La saggezza incide sulla definizione dell’azione, favorendo l’adozione di strategie ampie e «profonde»; dove il successo non è inteso come efficacia rispetto al fine, comunque parziale, bensì come «successo esistenziale». L’approccio strategico «saggio» punta insomma ad una definizione di strategia che si apre alla riflessione sulla prassi del vivere, su senso e significato dell’agire, più che sul conseguimento di successi parziali. Nella prospettiva d’indagine di Ciappei trovano largo spazio sia una ricostruzione della distinzione tra poiesi e prassi, che attraversa la riflessione filosofica occidentale da Aristotele sino all’età contemporanea, sia il confronto tra i diversi tipi di logica che giustificano le scelte strategiche.
L’avvenuta estensione semantica del concetto di strategia consentirebbe peraltro di farne nel campo della teoria dell’azione «ciò che la semantica è per il linguaggio». Le dimensioni semiotica e semantica dell’agire, così come la capacità pragmatica dell’attore di modificare esiti aleatori, confluiscono in questo modo in una nozione allargata di strategia, base per una teoria strategica dell’azione autonoma rispetto ai tradizionali approcci politici o economici. Qui la strategia è intesa come «rappresentazione simbolica», meccanismo di produzione di senso, fulcro di una teoria dell’agire che si nutre di sapere pratico, o «sapienziale», perciò in grado di orientare soggettivamente l’azione, riducendone l’indeterminata complessità di senso in modo da trarre massimo vantaggio dalla contingenza.
Proprio al contributo offerto dalla semiotica allo studio della strategia è dedicato il saggio di Paolo Fabbri e Federico Montanari. L’attenzione della disciplina come noto è rivolta ai «testi», aggregati di sistemi di significato, al fine di interpretare i processi di costruzione del senso. Testo è anche una maniera, culturalmente e storicamente determinata, di percepire, rappresentare e praticare il conflitto con gli attori in esso coinvolti. Studiare il conflitto in prospettiva semiotica significa guardare alle forme della comunicazione, non solo in riferimento al tema della gestione dei flussi comunicativi in condizioni belliche, ma in quanto parte delle situazioni e pratiche discorsive dei sistemi culturali contrapposti39.

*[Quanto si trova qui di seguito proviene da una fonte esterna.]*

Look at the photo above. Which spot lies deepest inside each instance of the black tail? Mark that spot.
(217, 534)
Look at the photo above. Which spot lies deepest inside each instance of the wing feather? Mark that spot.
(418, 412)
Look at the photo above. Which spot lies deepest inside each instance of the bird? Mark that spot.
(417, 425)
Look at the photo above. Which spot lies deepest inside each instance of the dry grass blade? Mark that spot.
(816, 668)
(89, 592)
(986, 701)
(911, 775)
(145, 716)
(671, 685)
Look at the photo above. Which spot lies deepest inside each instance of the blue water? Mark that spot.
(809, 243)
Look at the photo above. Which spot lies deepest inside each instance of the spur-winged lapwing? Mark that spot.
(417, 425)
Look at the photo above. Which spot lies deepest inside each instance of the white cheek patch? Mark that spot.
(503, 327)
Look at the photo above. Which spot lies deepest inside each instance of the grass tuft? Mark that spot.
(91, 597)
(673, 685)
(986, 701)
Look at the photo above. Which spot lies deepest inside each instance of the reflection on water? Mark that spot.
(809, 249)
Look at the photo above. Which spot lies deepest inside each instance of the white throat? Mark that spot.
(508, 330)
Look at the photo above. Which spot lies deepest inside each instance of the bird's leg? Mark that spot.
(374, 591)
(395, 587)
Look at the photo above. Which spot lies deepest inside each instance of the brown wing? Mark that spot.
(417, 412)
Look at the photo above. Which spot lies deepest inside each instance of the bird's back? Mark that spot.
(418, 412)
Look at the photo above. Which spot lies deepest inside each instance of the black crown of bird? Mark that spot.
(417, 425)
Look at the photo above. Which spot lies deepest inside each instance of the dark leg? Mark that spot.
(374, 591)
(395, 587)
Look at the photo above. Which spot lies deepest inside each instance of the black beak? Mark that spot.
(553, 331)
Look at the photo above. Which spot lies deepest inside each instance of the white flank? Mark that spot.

Nell’interazione conflittuale le parti si autorappresentano e rappresentano l’avversario, in vista della definizione del piano d’azione e nella traduzione in pratica del medesimo. Interviene inoltre nel processo, lo evidenziano anche i tre precedenti contributi, il Terzo – opinioni pubbliche, media, attori neutrali –, contribuendo a modificare percezione ed evoluzione del conflitto. Si genera così un nesso tra rappresentazione e strategia in cui l’interazione non è più solo sequenza di mosse e contromosse dei due attori, intesi come soggetti unitari. Essi si costituiscono invece nell’ambiente conflittuale come «inter-attori», legati dalla logica dell’interazione, e «attori ibridi»: aggregati di uomini, armi e tecnologie belliche, per il tramite delle quali avviene il confronto e che sono dunque «soggetti» dotati di proprie competenze e programmi d’azione.
Anche il contributo di Juan Alonso Aldama insiste sull’importanza della dimensione culturale. L’autore ritiene infatti che più proficui dei modelli generali e formali di azione strategica – oggetto del successivo contributo di Rodolfo Ragionieri – siano quelli che danno sostanza culturale agli «attanti» partendo dall’analisi dei diversi «stili di guerra». L’assunto è che ogni cultura strategica sia portatrice di uno specifico modello di razionalità semiotica: diversi ambiti culturali generano altrettante concezioni della produzione di senso, quindi diverse teorie e prassi belliche.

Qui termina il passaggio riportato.